The officials were able to correctly point out $50bn in future dollars made the French price much closer to the German and Japanese bids of around $25bn in the then dollars of the day.
But five years later, last March, navy officials declared to the parliament that the original $50bn French tender was not in “out-turn”, or future, dollars but rather in constant 2016 dollars.
As a result, the current estimate of $90bn mainly reflects a change of definition rather than a disastrous cost blowout. Maybe there is an explanation but, on the surface, one way or the other, the parliament appears to have been misled and there is a risk of a jail sentence. I will not comment further.
For what it is worth in 2018 I was the first commentator (thanks to experts in this field) to lift the cost of the project to $90bn on an ”out-turn” or future dollars basis.
I also estimated in 2018 the total cost of the project would be around $225bn, which has now been confirmed by the navy, but I suspect it is now way too low.
It is possible that the navy is right and that when the submarines finally arrive in the second half of the 2030s and 2040s they will still be a potent weapon. But Australia remains underprepared during the next two decades.
Worse still, many experts believe that the conventional lead acid battery-powered submarines (albeit vastly improved) will be well and truly outdated before the current decade is out, let alone over future decades.
In other words, we are at risk of developing a $225bn lemon.
I am not in the business of making that call but when the original technology gamble was announced we were a country with a strong balance sheet that might manage to afford such a high-risk strategy. We no longer have that luxury.

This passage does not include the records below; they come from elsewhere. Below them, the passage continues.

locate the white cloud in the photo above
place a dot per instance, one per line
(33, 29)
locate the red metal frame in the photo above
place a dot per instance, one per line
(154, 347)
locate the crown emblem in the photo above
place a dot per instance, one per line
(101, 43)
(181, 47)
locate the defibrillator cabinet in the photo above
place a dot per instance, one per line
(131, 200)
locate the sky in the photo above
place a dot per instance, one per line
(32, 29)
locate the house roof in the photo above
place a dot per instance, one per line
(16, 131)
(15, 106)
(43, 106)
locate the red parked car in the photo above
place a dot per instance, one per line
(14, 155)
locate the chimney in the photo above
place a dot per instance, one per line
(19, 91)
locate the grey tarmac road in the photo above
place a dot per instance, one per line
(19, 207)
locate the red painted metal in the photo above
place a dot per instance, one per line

It is true, when combined with our frigate construction and other naval equipment, that we have strong Australian content provisions in the contracts. But we are using overseas defence groups with their own supply chains and I keep hearing anecdotes where the French and others keep putting forward their own supply chains as a better alternative than developing ones in Australia.
Developing a high-technology supply chain has the potential of being the biggest spin-off benefit in the submarine contract and will be a great benefit for the nation’s defence.

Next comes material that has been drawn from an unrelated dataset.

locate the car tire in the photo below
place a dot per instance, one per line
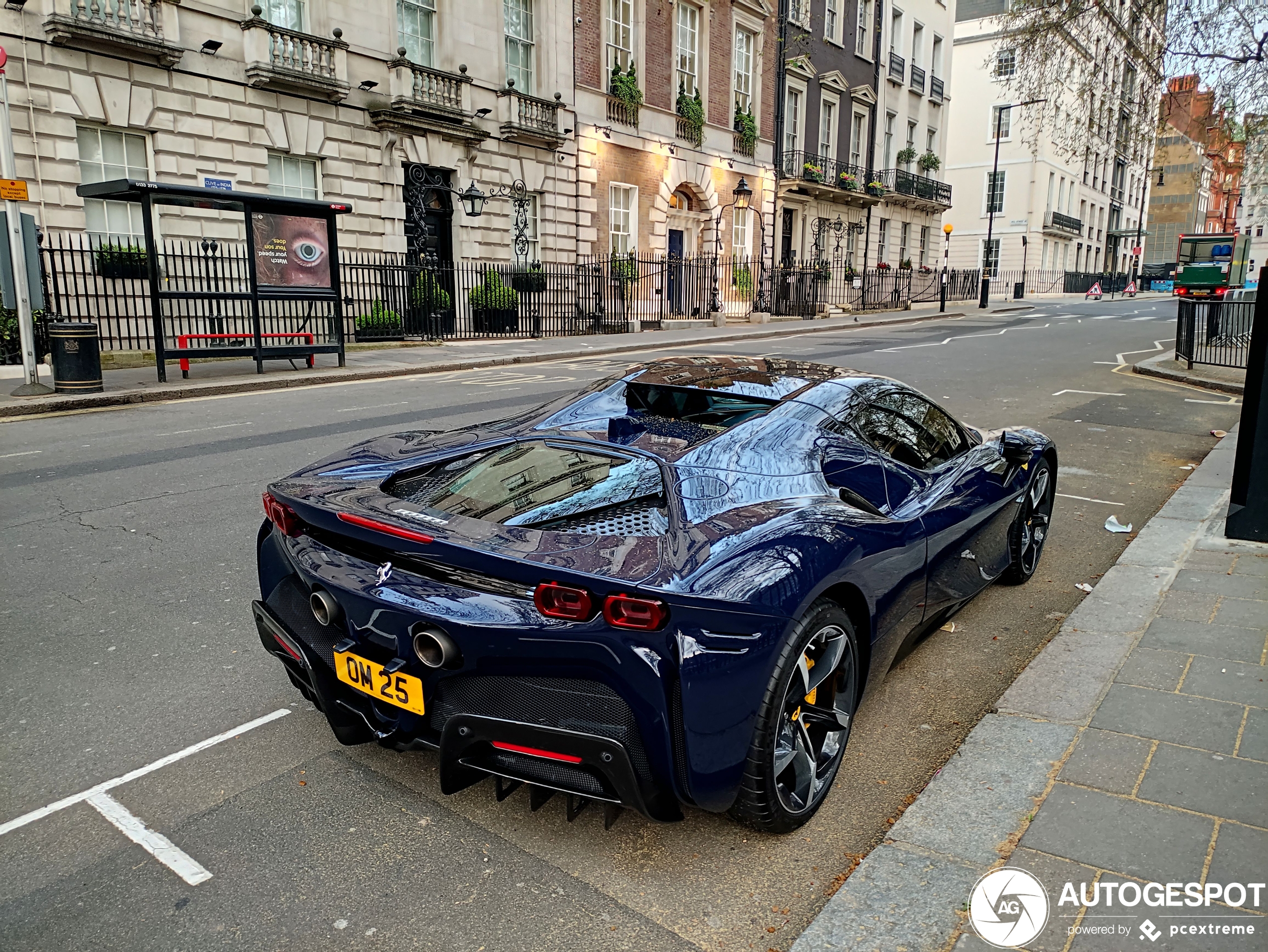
(793, 762)
(1029, 532)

And as I pointed out on Tuesday, Australia needs high-technology advance manufacturing by medium-sized companies – exactly what the submarine contract is designed to do. But are our navy engineers strong enough to deal with the French and others?
The nations around us are being hit hard by COVID-19, which increases the medium-term dangers in the region. The US and the high-powered naval board advising Australia urged us not to take this high-risk gamble.

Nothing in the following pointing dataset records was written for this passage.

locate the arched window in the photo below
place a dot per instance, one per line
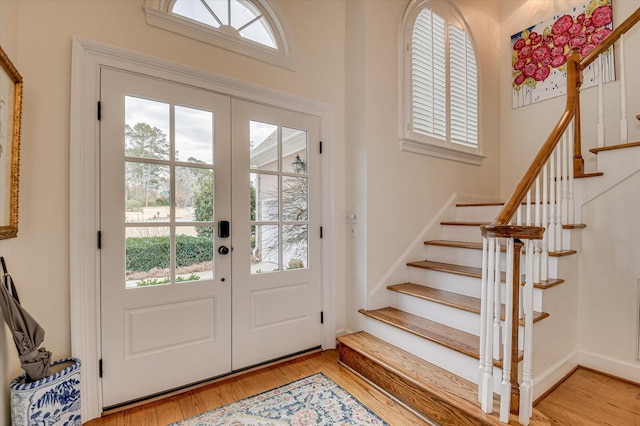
(440, 107)
(248, 27)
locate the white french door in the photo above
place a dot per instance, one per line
(277, 291)
(210, 223)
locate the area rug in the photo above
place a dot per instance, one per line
(314, 400)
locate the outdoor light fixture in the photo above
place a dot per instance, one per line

Down the track the United States will also need to prioritise its defence expenditures because its balance sheet is also weakened. Both the US and Australia gambled on the Joint Strike Fighter, which has simply not delivered the regional air superiority that the Australian government believed it was buying. Australia will be even more dependent on the United States F22 and other aircraft to muster an air defence.
So, we are a bit like a country at the casino that placed a bet (the JSF) and lost and then went for all or nothing on the next spin of the wheel.
This is too serious a matter to be left to defence chiefs and ministers of defence.
The Frydenberg statement now requires a much harder look at our future obligations and whether the project is about to be enveloped in misleading parliament allegations.